2項の「どういうときに禁止されるか」は、刑事確定訴訟記録法4条 に書いてあって、これも「断ろうと思えば何とでも言える」広い解釈ができる文言が並びます。

  • (2項) 保管検察官は、(略)次に掲げる場合には、保管記録(第二号の場合にあつては、終局裁判の裁判書を除く。)を閲覧させないものとする。ただし、訴訟関係人又は閲覧につき正当な理由があると認められる者から閲覧の請求があつた場合については、この限りでない。
    • 保管記録が弁論の公開を禁止した事件のものであるとき。
    • 保管記録に係る被告事件が終結した後三年を経過したとき
    • 保管記録を閲覧させることが公の秩序又は善良の風俗を害することとなるおそれがあると認められるとき。
    • 保管記録を閲覧させることが犯人の改善及び更生を著しく妨げることとなるおそれがあると認められるとき。
    • 保管記録を閲覧させることが関係人の名誉又は生活の平穏を著しく害することとなるおそれがあると認められるとき。
    • 保管記録を閲覧させることが裁判員、補充裁判員、選任予定裁判員又は裁判員候補者の個人を特定させることとなるおそれがあると認められるとき。

「事務に支障があるから」と何ヶ月も待たされているうちに「3年」が過ぎてしまうこともある。

・・さらに、赤字の(カッコ書き)の中にひっそり重要なことが書かれています。「裁判書を除く」裁判記録の中で「判決文」と「判決理由」の部分は「裁判書」といって別の扱いになります。

「裁判が終わるまでの期間」と「よりプライバシーに触れる証拠書類」には厳しいが、その他は「公共財」として、ということなのか多少ゆるいみたいです。

ただ、「全部OK!」の後で「(実質)全部ダメ」と言って、その後すぐに「(こちらのサジ加減で)全部アウト、だけど、出方によっては考えてやらんでもない」、、「情緒のおかしな人」を相手にしている気分になってきます。最後に(かっこ)の中に、小声で「厳しいこと言ったけど、本当はね・・」みたいな別の顔も見せてきて「この人、関わりたくないなぁ」と思ってしまいます。

:triumph:80年前のお役人「裁判の公明明朗を期待したわけでございます」

日弁連の意見書ではバッサリと批判されています。

「裁判所若しくは検察庁の事務に支障のあるとき」(刑事訴訟法第53条第1項ただし書き)という閲覧制限は,解釈いかんによっては全ての場合に当てはまってしまい,閲覧禁止規定として機能しかねないから,削除すべきである。

しかし、制定当初は、新憲法の公開裁判の趣旨(日本国憲法に飛びます)に則って「記録を公開する規定を新たに作った!」という進取の気概みたいなものがあったようです。

こちらのサイトの情報を参考にさせていただきました。交通事故トラブル解決ガイド・刑事記録の目的外使用として禁止され、刑事罰の対象となる行為とは? (本当に失礼ながら、サイト名は量産型のアフィリエイトブログなのに、骨太の情報があって素晴らしいです)

第2回国会 参議院 司法委員会(昭和23年6月10日)の法務省事務官の答弁

宮下明義・法務廳事務官
次は五十三條の規定でございまするが、これは全く新らしい規定でございまして、被告事件がすべて終結した後に、その確定記録を一般國民に公開する制度を新たに規定したわけでございます。

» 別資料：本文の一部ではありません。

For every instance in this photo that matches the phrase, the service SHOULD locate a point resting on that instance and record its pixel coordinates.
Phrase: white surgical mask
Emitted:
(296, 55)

勿論、記録の保存或いは裁判所、檢察廳の事務に支障を生じてはなりませんので、その支障のない場合に限つて、何人も訴訟記録の閲覽を請求することができるという趣旨の規定を設けたわけであります。

而して第二項において、辯論の公開を禁止した事件の訴訟記録及び一般の閲覽に供しては適當でないと考えられる事件で禁止をしたもの、それらについては、特に許可した場合でなければ閲覽を許さない。

併しながら日本國憲法八十二條の第二項但書の事件は、政治的な事件でありまするので、このような事件は絶對に閲覽を禁止することはできない、必ず公開するという建前をとりまして、裁判の公明明朗を期待したわけでございます。

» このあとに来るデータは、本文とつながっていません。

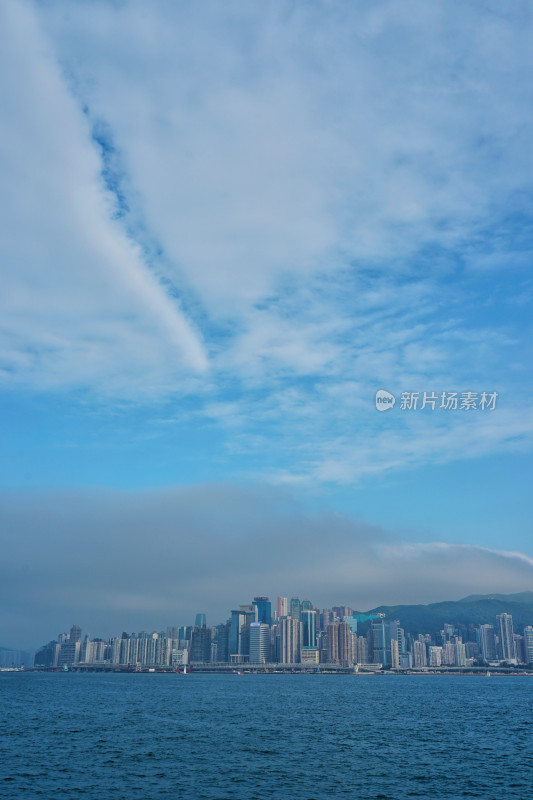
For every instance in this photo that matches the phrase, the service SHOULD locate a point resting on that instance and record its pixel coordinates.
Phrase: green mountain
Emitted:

あちこち資料が飛んで(自信がないので資料でごまかす!)よみにくいですが、裁判記録の破棄問題を受けて法務省が作った文書(pdf)に出てくる、これが全てなんでしょうね。

裁判の公正担保等の要請と関係者の名誉等の保護の要請との調整を目的とした規定と考えられる

「矛盾」とまでではないけど、利害が反する趣旨を両立させようと考えた結果、とにかくややこしい文章が量産されていくのでしょう。悪気はなさそうだけど、分かりやすくする動機もなさそうで困ります。